Create an ad in the ad account with either an Awareness or Engagement objective.*
Select your targeting and budget.
Instead of creating a new ad, browse from Existing Account
You have the option to choose an Image or Video from your existing posts.
Select Employee and find yourself as an employee
Submit Request on the post you want (image or video only - as the time of writing)
Approve from your personal account (I’m writing this assuming that you’re doing this yourself. If you need help, book a call with me).
*If you want leads/sales, you can edit the context of your post with links in the caption or test Conversation ads
Other Ad Types on LinkedIn:
Video Ads (Promote podcast clips)
Lead Gen Ads (Free PDF/checklist download)

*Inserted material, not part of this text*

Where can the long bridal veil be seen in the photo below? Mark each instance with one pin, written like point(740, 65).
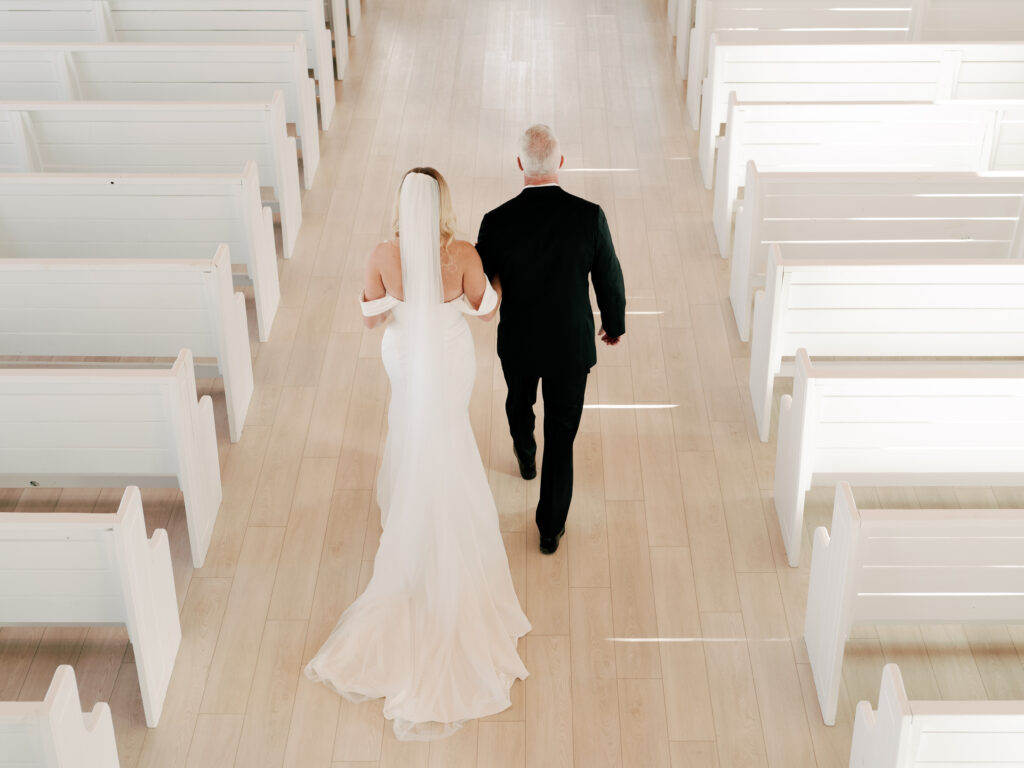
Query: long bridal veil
point(435, 631)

Conversation Ads (Book strategy calls) - these can be interpreted as spammy messages but can work well when done with tact
Sponsored Articles (Boost thought leadership)
Start with $10–$20/day tests, then scale winners. (If you’re seeing traction, you may want to use it as an ad on other social media platforms as well).
Influencer Marketing on LinkedIn
Before you tell me I’ve been smoking too much TikTok, let me tell you that there are thought leaders and influencers on LinkedIn willing to collaborate with you. But there’s no such thing as a free lunch.
The easiest way is by collaborating with them.
Remember the podcast strategy? Have them as a guest. Create content with both of you in it. Share the content with them and tag them when posting.
If you don’t have time for that nonsense, there are pay-to-play thought leaders who will share your posts, engage with your content, and help you go viral through their networks.
Want This Done for You?
(with the guy who wrote this)
Final Thought
Honestly, I probably hate LinkedIn because I can’t get more than 8 likes on a post to save my life.
To be fair, I don’t create valuable content, I don’t distribute that content, and it’s not tailored for a professional audience.
That said, I’ve worked with numerous clients who’ve had immense success on LinkedIn. They tend to be business executives and high-impact leaders.
They have something to say, and LinkedIn is the right place to say it.
So, is LinkedIn the right place for you? If you got this far, it probably is.
It’s also the only platform where decision-makers publicly list their job titles and emails.
If you made it this far…
I just want to thank you. What started as a simple “SEO-optimized” ChatGPT prompt turned into me reworking and rewriting a post into something authentic, non-generic, and based on real experience and expertise, albeit unhinged.
GPT said it may offend people. I told GPT to go fuck itself.